The consent order said the bank agreed to work under regulator advisement to continue to raise its Tier 1 capital to at least 8 percent and its total risk-based capital to at least 10 percent, among other changes.
Bartow County Bank’s decline in performance was related to the economic downturn marked with declined real estate values and high unemployment rates.
The bank underwent capital-raising efforts with private investors as well as businesses within the community following the consent agreement, but those efforts were not enough.
Once billed as Bartow County’s largest bank, Bartow County Bank lost more than $11.6 million in 2009 and slipped to adequately capitalized from a well-capitalized status by the end of that year.
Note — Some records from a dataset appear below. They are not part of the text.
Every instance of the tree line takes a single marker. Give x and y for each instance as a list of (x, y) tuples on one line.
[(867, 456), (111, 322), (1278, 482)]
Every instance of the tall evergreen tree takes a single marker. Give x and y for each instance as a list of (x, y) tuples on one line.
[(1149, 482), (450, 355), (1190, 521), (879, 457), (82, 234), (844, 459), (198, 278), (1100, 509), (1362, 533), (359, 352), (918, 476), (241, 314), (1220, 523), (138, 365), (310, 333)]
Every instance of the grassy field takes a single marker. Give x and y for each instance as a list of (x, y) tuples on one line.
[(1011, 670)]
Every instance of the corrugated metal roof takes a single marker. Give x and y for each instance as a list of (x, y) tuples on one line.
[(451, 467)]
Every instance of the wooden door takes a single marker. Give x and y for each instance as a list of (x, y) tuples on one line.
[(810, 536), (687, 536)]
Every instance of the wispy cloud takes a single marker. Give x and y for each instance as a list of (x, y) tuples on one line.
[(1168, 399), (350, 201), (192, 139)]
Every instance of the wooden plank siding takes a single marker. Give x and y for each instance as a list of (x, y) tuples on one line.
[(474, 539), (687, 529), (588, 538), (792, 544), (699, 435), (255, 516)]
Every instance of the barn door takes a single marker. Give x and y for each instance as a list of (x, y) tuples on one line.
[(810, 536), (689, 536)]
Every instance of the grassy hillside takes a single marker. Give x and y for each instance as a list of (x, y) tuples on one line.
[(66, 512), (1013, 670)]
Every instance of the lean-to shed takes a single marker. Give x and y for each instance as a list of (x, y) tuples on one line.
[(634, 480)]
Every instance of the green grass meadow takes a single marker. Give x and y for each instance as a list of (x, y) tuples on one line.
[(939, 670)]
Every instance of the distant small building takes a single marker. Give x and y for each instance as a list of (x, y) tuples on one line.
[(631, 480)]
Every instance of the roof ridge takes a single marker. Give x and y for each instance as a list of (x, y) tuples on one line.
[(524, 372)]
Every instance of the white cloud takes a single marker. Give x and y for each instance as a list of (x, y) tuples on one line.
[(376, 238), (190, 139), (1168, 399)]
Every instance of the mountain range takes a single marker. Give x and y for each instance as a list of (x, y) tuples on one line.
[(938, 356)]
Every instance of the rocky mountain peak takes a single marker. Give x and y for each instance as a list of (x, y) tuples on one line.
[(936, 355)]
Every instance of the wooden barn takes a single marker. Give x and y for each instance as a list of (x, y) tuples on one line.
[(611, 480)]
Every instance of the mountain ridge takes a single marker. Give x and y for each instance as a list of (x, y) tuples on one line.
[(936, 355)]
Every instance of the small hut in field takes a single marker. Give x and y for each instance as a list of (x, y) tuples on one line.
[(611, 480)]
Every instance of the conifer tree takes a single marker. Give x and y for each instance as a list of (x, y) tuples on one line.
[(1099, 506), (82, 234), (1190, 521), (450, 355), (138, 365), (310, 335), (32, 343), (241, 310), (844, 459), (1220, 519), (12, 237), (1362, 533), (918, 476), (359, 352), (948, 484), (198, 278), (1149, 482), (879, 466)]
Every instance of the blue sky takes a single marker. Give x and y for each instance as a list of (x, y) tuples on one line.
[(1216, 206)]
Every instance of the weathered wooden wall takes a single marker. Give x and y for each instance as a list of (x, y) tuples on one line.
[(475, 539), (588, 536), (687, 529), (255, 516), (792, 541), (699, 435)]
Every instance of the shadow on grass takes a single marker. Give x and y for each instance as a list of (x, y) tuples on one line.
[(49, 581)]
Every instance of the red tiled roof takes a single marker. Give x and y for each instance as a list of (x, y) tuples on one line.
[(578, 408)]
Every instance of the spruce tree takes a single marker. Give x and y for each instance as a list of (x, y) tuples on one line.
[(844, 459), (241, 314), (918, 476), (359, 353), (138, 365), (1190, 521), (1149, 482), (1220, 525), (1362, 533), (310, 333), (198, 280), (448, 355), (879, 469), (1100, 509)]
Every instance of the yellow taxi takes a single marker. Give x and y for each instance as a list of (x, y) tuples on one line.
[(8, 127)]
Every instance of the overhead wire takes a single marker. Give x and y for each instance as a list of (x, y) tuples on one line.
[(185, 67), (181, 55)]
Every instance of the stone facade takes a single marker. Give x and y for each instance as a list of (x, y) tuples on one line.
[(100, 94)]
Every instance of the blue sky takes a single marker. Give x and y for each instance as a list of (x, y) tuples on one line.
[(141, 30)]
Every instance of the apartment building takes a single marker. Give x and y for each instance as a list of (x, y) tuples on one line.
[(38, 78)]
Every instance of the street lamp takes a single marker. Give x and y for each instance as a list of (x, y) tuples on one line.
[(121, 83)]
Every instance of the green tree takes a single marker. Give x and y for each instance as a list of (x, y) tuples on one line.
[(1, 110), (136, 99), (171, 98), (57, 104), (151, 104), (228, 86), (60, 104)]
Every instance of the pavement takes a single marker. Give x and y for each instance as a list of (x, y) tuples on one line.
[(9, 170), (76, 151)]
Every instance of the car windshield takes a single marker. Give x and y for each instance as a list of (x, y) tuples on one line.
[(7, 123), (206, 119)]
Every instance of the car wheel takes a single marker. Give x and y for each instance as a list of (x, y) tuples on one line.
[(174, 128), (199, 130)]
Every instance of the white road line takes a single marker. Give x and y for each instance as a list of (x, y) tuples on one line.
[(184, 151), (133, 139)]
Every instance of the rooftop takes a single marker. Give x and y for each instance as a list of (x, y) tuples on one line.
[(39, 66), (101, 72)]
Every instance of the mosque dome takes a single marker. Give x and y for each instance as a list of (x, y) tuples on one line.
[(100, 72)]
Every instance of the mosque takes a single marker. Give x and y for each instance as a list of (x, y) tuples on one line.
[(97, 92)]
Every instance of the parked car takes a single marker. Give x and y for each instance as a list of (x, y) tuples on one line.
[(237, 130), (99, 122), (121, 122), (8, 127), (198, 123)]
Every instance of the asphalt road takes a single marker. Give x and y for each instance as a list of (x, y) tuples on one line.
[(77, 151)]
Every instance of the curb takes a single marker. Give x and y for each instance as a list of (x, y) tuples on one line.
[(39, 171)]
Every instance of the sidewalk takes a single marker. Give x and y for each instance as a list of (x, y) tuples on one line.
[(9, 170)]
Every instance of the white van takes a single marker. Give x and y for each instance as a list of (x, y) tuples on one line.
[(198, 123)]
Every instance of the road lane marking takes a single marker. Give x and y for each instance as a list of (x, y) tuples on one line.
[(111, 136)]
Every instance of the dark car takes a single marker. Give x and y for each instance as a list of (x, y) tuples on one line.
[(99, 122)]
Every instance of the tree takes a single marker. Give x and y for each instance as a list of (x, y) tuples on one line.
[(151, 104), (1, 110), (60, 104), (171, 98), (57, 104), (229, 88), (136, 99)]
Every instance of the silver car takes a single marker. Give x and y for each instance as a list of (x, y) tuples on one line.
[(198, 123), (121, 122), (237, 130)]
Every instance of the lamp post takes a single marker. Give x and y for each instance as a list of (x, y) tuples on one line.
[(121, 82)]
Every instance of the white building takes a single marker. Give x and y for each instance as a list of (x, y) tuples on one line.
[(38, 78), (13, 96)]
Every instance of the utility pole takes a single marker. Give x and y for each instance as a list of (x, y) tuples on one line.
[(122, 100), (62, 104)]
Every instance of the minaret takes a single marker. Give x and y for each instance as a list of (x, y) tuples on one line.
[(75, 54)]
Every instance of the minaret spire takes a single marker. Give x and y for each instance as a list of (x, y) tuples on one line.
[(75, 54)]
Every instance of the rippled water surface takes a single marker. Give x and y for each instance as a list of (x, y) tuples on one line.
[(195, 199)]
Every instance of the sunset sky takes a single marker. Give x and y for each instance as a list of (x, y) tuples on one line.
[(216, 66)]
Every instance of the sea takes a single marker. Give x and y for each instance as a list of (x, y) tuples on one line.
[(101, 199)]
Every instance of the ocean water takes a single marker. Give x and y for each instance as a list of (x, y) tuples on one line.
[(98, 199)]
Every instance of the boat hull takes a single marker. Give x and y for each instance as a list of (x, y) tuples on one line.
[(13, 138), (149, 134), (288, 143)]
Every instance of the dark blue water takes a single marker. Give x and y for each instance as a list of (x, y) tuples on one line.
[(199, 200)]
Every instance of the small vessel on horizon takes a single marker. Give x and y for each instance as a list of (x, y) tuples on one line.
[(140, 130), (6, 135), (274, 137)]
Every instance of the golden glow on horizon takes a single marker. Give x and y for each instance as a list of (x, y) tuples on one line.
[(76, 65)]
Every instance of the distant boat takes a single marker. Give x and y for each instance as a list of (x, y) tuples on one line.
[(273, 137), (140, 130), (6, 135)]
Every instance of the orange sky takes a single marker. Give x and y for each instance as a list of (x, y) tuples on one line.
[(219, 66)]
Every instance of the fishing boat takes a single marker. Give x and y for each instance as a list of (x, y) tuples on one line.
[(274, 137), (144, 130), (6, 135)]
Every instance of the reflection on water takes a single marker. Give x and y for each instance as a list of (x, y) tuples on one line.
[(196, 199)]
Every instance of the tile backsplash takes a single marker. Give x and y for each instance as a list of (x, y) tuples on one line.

In 2009, the institution expensed more than $15 million to deal with more than $11.7 million in charge-offs and increase its reserve by about $3.5 million.
From December 2007 to late 2010, the bank’s troubled loans rose. While Bartow County Bank’s troubled asset ratio — which measures how much stress problem loans put on a bank — as just above the national median at 15.5 at the end of 2007, it had grown to 114.1 by the end of 2009.
It took another hike by the end of the first quarter of 2010 to 143.2. Also in the first quarter of 2010, capital continued to dip and Bartow County Bank hovered just above the borderline of being classified as under-capitalized.
In the one year preceding the end of the first quarter of 2010, the bank’s capital had taken more than a $10 million hit. In the same time period, troubled assets grew more than 80 percent and sat just below $40 million at the end of March 2010.